For those of you not familiar with the event, here is what happened: On September 1, 1951, the 42-foot Pelican, captained by Eddie Carroll, left the dock at Fishangri-la on Montauk’s Fort Pond Bay with 64 people aboard. The Pelican was a “head boat,” meaning the more heads a skipper could count on his boat, the more money he made. That explains why the Pelican was so overloaded, as well as Carroll being an especially engaging and popular captain with whom anglers wanted to sail. The Pelican had the reputation of being a lucky boat.
On that sunny, mild Saturday morning, no one knew a violent and swift-moving storm was on its way. The boats left Fort Pond Bay and fanned out to favorite fishing spots. (The charter boats, or “six-packs,” went out of Lake Montauk.) Eddie’s was the Frisbie Bank south and west of Montauk Point. The Pelican proved lucky again as the anglers reeled fish in. The downside was as the storm approached, dark clouds blotting out the sun, the passengers prevailed upon Eddie to stay a little longer. By the time Eddie insisted they head home, it was already too late.
It got worse — the port engine would not start. Gamely, with just the starboard engine, the overloaded Pelican pushed into the escalating wind. When the storm hit, the waves leaped to 6 feet, then higher. Within sight of the Montauk Light the Pelican was caught in the Rip. Then an especially powerful wave struck the starboard side and the boat turned turtle. Except for 10 people trapped in the cabin, everyone was tossed into the turbulent sea. Many passengers could not swim and drowned clinging desperately to each other. Until his strength gave out, the doomed Captain Carroll helped people hold on to the overturned hull. Quite possibly, no one would survive.
But 19 did. A dozen were rescued by Lester Behan and his first mate, Bill Blindenhofer, aboard the Bingo II, after they witnessed the Pelican capsizing. Six others were hauled aboard the Betty Anne, a sailboat that was late seeking shelter. The Coast Guard found the 19th survivor hugging the boat’s hull.
Frank Mundus and Carl Forsberg had gone back out into the storm, and while there was no one else in the water when they arrived at the scene, they were able to use their boats to tow the Pelican back in. At the dock, a State Police diver extricated the 10 bodies from the cabin. For all the bodies recovered, a makeshift morgue was created at an icehouse owned by the Duryea family.
The bare bones of the story were riveting, but what could help the story go beyond tragedy?
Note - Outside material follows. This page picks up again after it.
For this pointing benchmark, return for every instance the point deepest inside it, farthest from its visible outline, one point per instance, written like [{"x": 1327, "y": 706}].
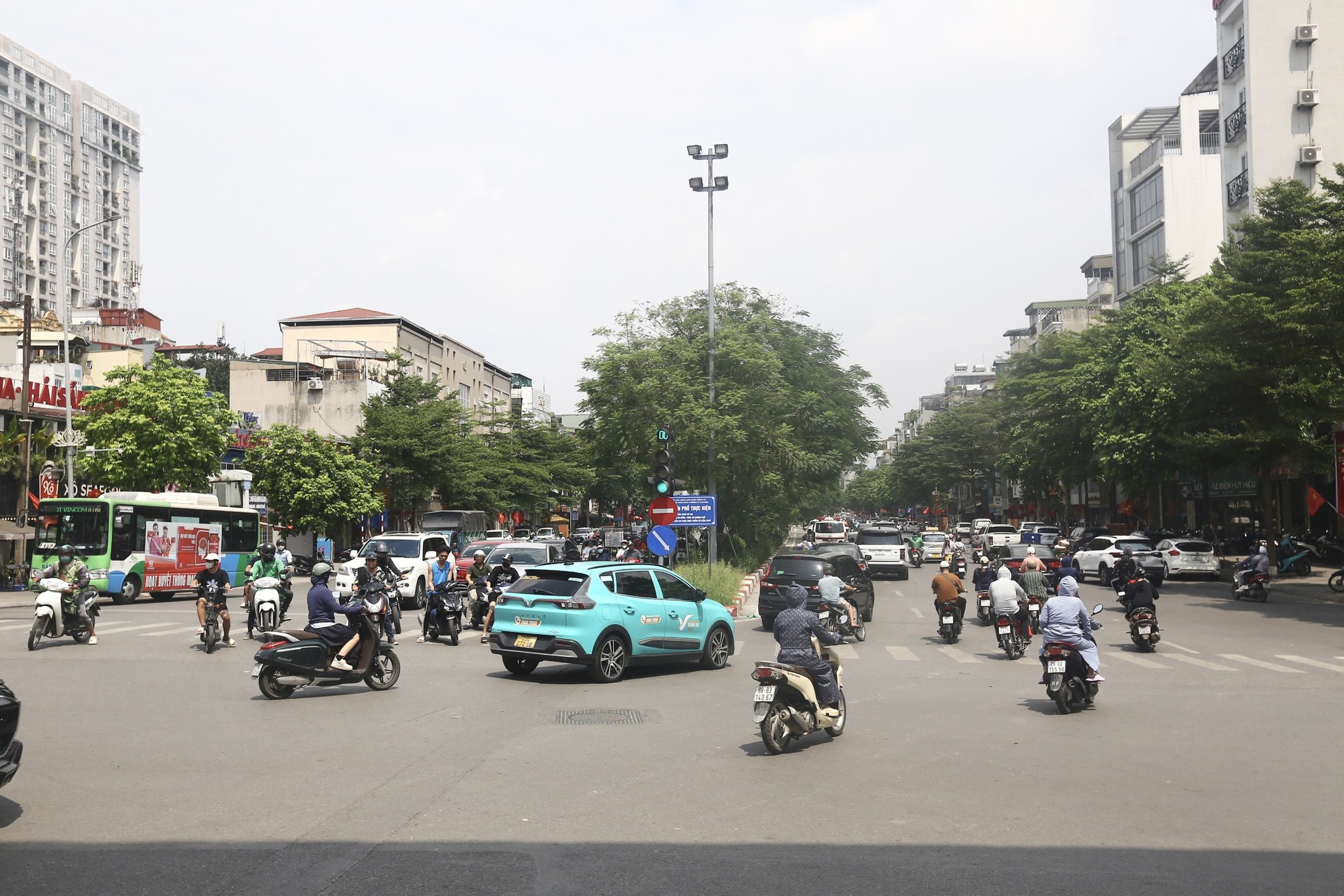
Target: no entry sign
[{"x": 663, "y": 511}]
One was the Pelican event led to laws being enacted nationally that better protected boat passengers and led to many lives not being lost. Another was the way the Montauk community rallied to help the survivors and console the bereaved families. I became fascinated by the backgrounds of the 64 people from all over the New York metropolitan area who happened to be together on the Pelican that Saturday. And when word got around that I was working on a such a project, people reached out to help — sharing personal memories of the day or materials such as scrapbooks of clippings. Spurred on, I became a regular visitor to the basement of the Montauk Library, where Robin Strong presided over the local history collection.
“Dark Noon” was published in 2005 and I probably haven’t made a penny from it, plus a screen version faded out. However, for 16 years readers have kept discovering it and are still reaching out to me. The book is not so much about a boat as it is about a specific place and time — Montauk, 1951 — that fewer and fewer people have experienced.
I hope you will join me next Wednesday, September 1, the actual 70th anniversary of the Pelican disaster, at the Montauk Lighthouse at 6.30 p.m., when Bryan Boyhan, publisher emeritus of the Sag Harbor Express, and I will discuss “Dark Noon.” The talk is free and there might even be a handful of copies available.